Nel giro di pochi anni le compagnie petrolifere dismisero le loro flotte e si affidarono ad armatori che utilizzavano navi registrate sotto bandiere di Stati compiacenti.  Attualmente il 70% delle petroliere batte "bandiere ombra". Si tratta quasi sempre di navi vecchie - l'età media della flotta di Antigua è di 20 anni, quella delle isole Saint-Vincent è di 25 anni, quella delle isole Turks è di 30 anni - navi sulle quali vengono imbarcati lavoratori sempre meno esperti e sempre peggio pagati , che effettuano viaggi tra i porti dei paesi produttori di greggio e “le acque internazionali americane”.

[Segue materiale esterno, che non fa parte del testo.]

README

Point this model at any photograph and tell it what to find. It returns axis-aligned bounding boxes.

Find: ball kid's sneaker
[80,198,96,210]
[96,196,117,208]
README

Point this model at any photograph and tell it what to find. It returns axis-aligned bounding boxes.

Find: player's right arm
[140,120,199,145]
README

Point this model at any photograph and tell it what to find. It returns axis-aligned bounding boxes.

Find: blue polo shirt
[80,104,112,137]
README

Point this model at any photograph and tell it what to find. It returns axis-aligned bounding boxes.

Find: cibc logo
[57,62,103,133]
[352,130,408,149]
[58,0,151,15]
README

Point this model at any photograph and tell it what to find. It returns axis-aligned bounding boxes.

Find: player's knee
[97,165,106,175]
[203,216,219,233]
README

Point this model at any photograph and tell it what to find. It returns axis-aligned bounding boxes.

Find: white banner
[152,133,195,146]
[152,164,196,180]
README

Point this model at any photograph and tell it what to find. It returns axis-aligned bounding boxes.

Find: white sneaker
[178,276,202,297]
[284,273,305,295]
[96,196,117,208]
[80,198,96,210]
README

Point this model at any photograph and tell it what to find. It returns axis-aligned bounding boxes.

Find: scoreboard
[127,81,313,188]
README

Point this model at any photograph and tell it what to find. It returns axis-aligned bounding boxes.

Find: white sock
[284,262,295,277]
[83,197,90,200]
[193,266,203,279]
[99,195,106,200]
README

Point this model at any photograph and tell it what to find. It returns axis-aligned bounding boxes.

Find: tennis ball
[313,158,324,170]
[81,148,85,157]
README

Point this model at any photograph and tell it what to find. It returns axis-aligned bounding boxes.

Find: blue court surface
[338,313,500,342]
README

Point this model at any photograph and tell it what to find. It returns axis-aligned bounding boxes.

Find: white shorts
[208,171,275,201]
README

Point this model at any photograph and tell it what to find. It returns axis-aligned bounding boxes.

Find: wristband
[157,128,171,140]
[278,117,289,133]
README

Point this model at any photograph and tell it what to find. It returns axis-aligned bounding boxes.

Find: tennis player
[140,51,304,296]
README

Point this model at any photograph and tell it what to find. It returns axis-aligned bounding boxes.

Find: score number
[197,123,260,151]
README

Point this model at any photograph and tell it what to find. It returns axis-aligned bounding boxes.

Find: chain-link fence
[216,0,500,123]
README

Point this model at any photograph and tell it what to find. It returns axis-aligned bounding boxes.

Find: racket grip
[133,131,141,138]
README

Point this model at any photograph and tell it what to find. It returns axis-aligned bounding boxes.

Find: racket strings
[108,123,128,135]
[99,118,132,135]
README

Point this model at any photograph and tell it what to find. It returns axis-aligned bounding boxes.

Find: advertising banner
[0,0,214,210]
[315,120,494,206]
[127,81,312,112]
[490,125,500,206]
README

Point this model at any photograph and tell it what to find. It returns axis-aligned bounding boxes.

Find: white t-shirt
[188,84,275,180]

L’America, infatti, intervenne sùbito emettendo, per la navigazione nel suo mare territoriale e l'ingresso nei suoi porti, delle restrizioni a carico delle navi non dotate di doppio scafo, ma per gli armatori fu abbastanza facile aggirare l’ostacolo. Per spiegare con un esempio, queste navi arrivano nel Golfo del Messico, rimanendo in rada ad oltre 100 miglia dalle coste ed effettuano il trasbordo del greggio ("lightering operations") sulle navi moderne a doppio scafo che entrano nelle acque americane.

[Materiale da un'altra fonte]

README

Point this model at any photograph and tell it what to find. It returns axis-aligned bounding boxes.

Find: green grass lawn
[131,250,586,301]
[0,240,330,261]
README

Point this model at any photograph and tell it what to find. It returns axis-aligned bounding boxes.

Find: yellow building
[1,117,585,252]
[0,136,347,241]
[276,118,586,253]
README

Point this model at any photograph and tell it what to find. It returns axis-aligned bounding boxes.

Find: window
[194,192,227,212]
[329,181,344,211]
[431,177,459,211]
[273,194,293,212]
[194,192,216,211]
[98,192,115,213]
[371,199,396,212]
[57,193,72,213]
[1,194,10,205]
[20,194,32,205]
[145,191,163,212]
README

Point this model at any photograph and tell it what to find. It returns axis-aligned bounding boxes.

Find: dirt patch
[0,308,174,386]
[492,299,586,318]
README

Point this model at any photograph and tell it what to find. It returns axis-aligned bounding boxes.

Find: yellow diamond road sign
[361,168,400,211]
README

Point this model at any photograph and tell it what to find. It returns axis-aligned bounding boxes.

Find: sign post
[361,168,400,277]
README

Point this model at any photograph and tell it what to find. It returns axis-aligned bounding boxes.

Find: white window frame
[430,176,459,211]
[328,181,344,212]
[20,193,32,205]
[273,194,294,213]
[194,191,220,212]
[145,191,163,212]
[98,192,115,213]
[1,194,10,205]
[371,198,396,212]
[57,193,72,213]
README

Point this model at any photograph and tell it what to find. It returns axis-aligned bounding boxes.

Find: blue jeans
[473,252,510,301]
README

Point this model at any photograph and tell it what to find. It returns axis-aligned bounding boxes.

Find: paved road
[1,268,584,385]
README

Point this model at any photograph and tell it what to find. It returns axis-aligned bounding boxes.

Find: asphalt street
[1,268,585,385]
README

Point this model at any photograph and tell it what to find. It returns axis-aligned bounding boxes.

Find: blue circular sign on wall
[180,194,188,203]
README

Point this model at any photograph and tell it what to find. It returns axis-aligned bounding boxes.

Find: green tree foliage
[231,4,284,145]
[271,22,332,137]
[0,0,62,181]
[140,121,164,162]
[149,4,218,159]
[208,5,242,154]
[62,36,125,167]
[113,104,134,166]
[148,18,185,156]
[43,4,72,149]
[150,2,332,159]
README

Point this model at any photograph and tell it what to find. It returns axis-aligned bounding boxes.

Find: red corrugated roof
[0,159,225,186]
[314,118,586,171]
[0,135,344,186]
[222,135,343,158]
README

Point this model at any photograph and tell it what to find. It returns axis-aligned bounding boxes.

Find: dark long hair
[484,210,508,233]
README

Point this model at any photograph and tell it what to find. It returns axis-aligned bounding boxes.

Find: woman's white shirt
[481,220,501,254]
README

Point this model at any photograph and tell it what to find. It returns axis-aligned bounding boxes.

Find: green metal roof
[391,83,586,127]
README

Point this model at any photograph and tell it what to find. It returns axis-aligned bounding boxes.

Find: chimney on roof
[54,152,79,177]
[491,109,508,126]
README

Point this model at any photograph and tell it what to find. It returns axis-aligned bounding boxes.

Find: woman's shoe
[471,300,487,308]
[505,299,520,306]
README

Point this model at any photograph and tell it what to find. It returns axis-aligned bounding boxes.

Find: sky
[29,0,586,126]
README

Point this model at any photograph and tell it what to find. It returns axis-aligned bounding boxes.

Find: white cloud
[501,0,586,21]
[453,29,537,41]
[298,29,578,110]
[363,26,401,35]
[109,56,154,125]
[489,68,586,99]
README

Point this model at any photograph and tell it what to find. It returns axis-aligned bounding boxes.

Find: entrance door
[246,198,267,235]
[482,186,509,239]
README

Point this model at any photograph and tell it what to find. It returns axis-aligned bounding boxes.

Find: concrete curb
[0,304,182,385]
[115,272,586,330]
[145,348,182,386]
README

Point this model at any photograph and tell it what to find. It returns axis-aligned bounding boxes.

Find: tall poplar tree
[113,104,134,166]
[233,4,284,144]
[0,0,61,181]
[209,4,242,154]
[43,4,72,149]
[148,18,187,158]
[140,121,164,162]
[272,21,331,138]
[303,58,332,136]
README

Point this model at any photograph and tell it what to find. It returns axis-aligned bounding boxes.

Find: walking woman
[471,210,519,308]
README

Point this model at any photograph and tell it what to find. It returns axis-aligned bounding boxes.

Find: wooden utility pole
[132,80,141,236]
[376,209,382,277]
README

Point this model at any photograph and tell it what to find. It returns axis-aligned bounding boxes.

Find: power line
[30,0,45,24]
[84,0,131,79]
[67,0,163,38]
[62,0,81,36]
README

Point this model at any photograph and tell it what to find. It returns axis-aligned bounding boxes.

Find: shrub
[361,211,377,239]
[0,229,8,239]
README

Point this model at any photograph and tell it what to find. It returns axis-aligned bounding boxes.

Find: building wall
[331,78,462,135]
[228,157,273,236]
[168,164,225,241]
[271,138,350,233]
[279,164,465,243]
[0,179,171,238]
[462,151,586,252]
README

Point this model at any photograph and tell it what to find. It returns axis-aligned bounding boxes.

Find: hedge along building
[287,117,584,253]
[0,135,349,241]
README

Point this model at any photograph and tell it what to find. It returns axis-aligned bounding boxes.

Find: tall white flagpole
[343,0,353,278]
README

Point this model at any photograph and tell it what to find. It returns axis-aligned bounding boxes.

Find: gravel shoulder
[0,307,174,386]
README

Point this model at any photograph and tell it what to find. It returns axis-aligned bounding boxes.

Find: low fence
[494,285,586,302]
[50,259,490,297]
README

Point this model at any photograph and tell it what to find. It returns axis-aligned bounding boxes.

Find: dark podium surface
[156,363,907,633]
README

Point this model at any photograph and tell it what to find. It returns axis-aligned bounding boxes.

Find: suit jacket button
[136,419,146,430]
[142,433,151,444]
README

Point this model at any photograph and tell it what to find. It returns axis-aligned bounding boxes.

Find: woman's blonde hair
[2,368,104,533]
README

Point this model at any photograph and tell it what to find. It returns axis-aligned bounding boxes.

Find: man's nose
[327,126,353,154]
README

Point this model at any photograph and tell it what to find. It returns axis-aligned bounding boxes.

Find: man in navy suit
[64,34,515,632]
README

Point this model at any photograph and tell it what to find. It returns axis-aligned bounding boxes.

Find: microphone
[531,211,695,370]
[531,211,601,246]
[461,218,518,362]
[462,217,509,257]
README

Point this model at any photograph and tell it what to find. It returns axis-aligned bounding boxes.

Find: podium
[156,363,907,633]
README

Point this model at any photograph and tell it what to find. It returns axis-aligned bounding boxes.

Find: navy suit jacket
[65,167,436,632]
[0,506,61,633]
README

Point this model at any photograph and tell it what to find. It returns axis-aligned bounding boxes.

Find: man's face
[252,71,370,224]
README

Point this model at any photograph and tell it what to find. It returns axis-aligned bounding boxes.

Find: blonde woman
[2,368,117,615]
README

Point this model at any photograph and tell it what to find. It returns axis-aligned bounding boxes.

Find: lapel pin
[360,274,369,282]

Ma cosa trasportano le petroliere e chimichiere? Sempre prodotti altamente inquinanti poiché il petrolio è un prodotto tossico lungo tutto il processo che lo trasforma da materia grezza a prodotto di consumo, passando per il trasporto e la raffinazione. Ma la "Prestige", così come la "Erika", non portavano né petrolio grezzo né prodotto raffinato (benzina, gasolio, ecc.) bensì quello che viene definito "CRUDE OIL - olio combustibile denso" , cioè quel residuo di lavorazione che fino a pochi anni fa veniva considerato un rifiuto senza valore ma che negli ultimi 30 anni, grazie all'aumento sconsiderato  del prezzo del petrolio (fino a 147 dollari al barile) e dei suoi derivati, ha trovato un suo mercato come carburante per certe navi e, soprattutto, come combustibile per impianti termici in paesi del terzo mondo poco attenti alla protezione dell'ambiente .

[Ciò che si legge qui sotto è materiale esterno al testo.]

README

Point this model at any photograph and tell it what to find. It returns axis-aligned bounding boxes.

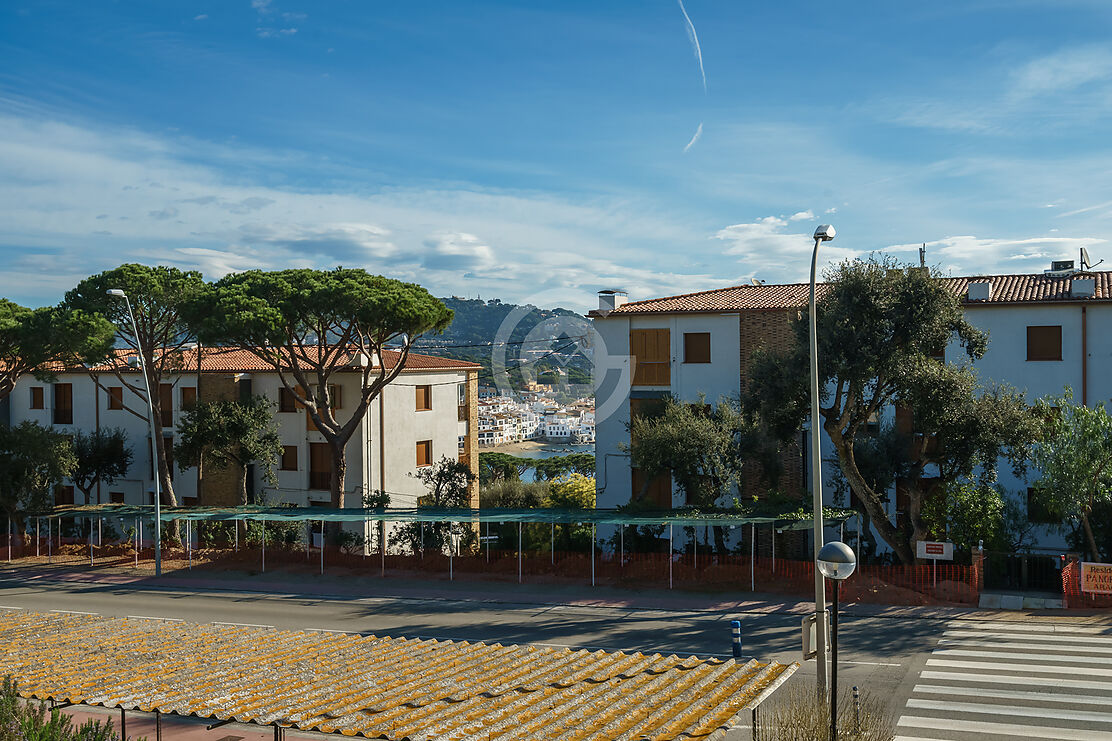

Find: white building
[4,347,480,517]
[590,267,1112,553]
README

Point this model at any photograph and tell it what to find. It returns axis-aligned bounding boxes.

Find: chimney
[967,281,992,301]
[597,290,628,313]
[1071,278,1096,298]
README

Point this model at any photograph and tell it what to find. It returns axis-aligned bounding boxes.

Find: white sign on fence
[916,540,954,561]
[1081,562,1112,594]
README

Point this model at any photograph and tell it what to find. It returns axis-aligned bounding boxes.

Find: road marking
[305,628,356,634]
[920,669,1112,692]
[944,629,1112,645]
[50,610,98,615]
[938,637,1112,654]
[914,683,1112,706]
[907,698,1112,724]
[945,620,1112,636]
[126,615,184,622]
[927,658,1112,676]
[934,647,1112,664]
[840,659,902,667]
[0,606,21,610]
[212,621,274,629]
[898,715,1112,740]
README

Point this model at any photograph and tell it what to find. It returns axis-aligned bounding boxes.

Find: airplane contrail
[677,0,706,92]
[683,122,703,153]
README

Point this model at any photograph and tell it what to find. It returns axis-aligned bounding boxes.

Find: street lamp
[106,288,162,577]
[809,223,835,698]
[818,540,856,741]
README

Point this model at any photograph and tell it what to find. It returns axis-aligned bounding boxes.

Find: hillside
[415,297,592,393]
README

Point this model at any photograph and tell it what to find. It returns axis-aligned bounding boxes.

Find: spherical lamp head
[817,540,856,580]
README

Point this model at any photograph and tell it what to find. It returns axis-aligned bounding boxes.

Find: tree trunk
[329,440,347,508]
[826,423,916,564]
[712,525,727,555]
[1082,510,1100,562]
[240,465,249,506]
[907,483,930,563]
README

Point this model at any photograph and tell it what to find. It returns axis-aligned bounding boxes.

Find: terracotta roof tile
[593,269,1112,315]
[46,347,479,374]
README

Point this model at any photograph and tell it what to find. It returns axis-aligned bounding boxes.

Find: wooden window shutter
[280,445,298,471]
[159,384,173,427]
[181,386,197,411]
[631,328,671,386]
[683,332,711,363]
[1027,325,1062,361]
[631,468,671,508]
[309,443,331,490]
[107,386,123,410]
[416,440,432,467]
[278,387,296,413]
[329,384,342,410]
[416,385,432,411]
[30,386,44,410]
[52,384,73,424]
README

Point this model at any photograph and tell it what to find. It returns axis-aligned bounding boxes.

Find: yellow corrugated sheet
[0,611,797,740]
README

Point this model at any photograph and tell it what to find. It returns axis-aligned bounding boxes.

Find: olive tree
[746,257,1039,563]
[185,268,452,508]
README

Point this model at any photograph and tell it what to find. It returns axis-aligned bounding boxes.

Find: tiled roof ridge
[618,279,812,308]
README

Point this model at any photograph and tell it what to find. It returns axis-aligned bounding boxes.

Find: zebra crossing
[896,619,1112,740]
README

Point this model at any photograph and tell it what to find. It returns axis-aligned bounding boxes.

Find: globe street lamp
[809,223,835,698]
[106,289,162,577]
[818,540,856,741]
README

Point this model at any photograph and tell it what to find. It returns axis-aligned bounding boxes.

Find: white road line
[898,715,1112,740]
[914,684,1112,706]
[894,737,958,741]
[841,659,903,666]
[305,628,355,634]
[934,648,1112,664]
[49,609,98,615]
[0,606,22,610]
[126,615,184,622]
[945,621,1112,636]
[944,629,1112,645]
[927,658,1112,677]
[938,638,1112,654]
[212,621,274,629]
[920,669,1112,692]
[907,698,1112,725]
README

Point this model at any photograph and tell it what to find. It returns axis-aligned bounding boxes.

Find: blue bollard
[731,620,742,658]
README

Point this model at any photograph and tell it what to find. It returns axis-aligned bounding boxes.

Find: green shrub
[756,682,895,741]
[0,675,140,740]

Questi oli combustibili densi dovrebbero essere sottoposti ad una lavorazione per essere depurati e riciclati, operazione costose che la ricerca del massimo profitto rende antieconomica. Meglio imbarcare queste schifezze su qualche vecchia carretta e spedirle in giro per il mondo con equipaggi formati totalmente da extracomunitari ed , al massimo, con il solo  comandante italiano o comunitario,  che deve confrontarsi giornalmente con le problematiche della navigazione,  senza avere validi collaboratori o il dono dell’ubiquità.